Call for Amazon lock-out
A campaign has been launched by the GMB general union to force the Co-operative Group to remove Amazon lockers from its stores. One hundred and sixty Co-op stores provide lockers that allow Amazon customers to purchase goods online and pick up in-store.
The GMB has previously raised the issue with the Co-operative Group chief executive, Richard Pennycook, questioning a partnership with Amazon which appears at odds with the Co-op’s reputation for ethical business.
Amazon employs around 22,000 staff in the UK, mostly on casual contracts and mostly paid on or close to the minimum wage. The union has pointed to “slave-like working conditions” and poor levels of pay at Amazon warehouses, as well as poor treatment of agency staff who are made to turn up for work and then told they are not required.
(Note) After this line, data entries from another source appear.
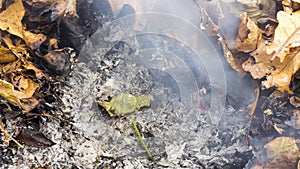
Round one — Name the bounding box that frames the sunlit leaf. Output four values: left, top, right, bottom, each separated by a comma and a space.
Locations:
239, 10, 300, 93
0, 46, 17, 63
264, 137, 299, 169
0, 79, 39, 112
98, 93, 151, 117
265, 137, 298, 159
266, 10, 300, 62
0, 0, 46, 49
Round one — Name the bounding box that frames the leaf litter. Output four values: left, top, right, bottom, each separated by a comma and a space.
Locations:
0, 0, 300, 168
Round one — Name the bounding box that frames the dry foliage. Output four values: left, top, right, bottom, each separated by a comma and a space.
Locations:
236, 10, 300, 93
0, 0, 46, 49
264, 137, 299, 168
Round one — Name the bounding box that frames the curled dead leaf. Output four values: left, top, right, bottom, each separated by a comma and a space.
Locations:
23, 61, 48, 80
235, 9, 300, 93
221, 39, 246, 77
41, 48, 72, 76
0, 79, 39, 112
0, 46, 17, 63
0, 0, 46, 49
236, 12, 261, 53
262, 49, 300, 93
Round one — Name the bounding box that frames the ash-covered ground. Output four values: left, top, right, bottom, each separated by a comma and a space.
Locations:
2, 8, 255, 169
58, 26, 252, 168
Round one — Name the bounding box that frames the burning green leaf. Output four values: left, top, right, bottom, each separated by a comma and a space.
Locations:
98, 93, 151, 117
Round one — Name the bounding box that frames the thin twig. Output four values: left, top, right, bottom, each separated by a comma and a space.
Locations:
0, 118, 24, 149
130, 115, 154, 161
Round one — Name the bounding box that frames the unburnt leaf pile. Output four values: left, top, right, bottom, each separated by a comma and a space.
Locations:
236, 5, 300, 93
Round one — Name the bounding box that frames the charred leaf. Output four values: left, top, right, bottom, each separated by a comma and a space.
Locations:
16, 129, 55, 147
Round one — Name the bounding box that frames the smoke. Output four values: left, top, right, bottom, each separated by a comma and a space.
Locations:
109, 0, 200, 25
68, 1, 258, 167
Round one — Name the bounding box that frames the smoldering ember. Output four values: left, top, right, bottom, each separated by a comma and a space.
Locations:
0, 0, 299, 169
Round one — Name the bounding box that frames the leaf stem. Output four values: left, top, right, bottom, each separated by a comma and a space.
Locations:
130, 115, 154, 161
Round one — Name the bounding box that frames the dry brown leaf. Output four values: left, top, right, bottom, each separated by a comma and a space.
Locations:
267, 10, 300, 62
236, 10, 300, 93
0, 59, 48, 80
264, 137, 299, 159
236, 12, 261, 53
282, 0, 294, 14
11, 75, 38, 97
23, 61, 48, 80
265, 151, 299, 169
16, 129, 55, 147
221, 39, 246, 77
262, 49, 300, 93
0, 0, 46, 49
242, 28, 300, 93
283, 0, 300, 13
0, 79, 39, 112
0, 46, 17, 63
1, 35, 27, 58
65, 0, 77, 17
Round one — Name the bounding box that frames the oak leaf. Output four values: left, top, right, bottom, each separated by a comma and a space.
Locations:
266, 10, 300, 62
239, 11, 300, 93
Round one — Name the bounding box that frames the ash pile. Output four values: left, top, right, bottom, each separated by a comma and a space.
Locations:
61, 10, 254, 168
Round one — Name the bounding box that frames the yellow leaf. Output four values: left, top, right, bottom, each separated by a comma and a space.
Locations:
23, 61, 48, 80
265, 137, 298, 159
0, 46, 17, 63
0, 0, 46, 49
12, 75, 39, 97
98, 94, 151, 117
0, 79, 39, 112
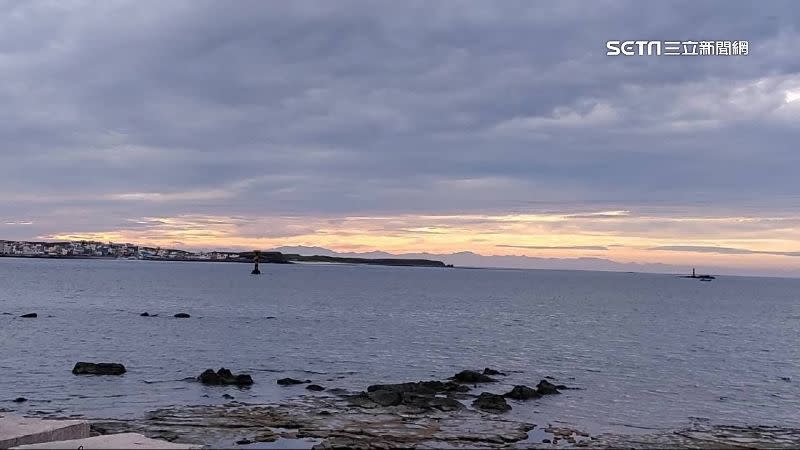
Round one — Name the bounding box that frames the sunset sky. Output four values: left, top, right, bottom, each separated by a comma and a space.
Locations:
3, 1, 800, 276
It also points to “a culture of bullying and harassment” of staff, involving electronic surveillance, repression of trade union activity, as well as the company’s “rampant tax avoidance”.
In the absence of a positive response from the Co-operative Group, the GMB is now launching a wider campaign within the broader Co-operative movement.
Martin Smith, GMB national officer, said: “Co-operative members need to know that union activity in the Amazon depots in UK has to be kept underground for fear of reprisals. So hostile are Amazon that union organisation is driven underground, adopting the tactics of the French resistance or human rights campaigns in totalitarian regimes.”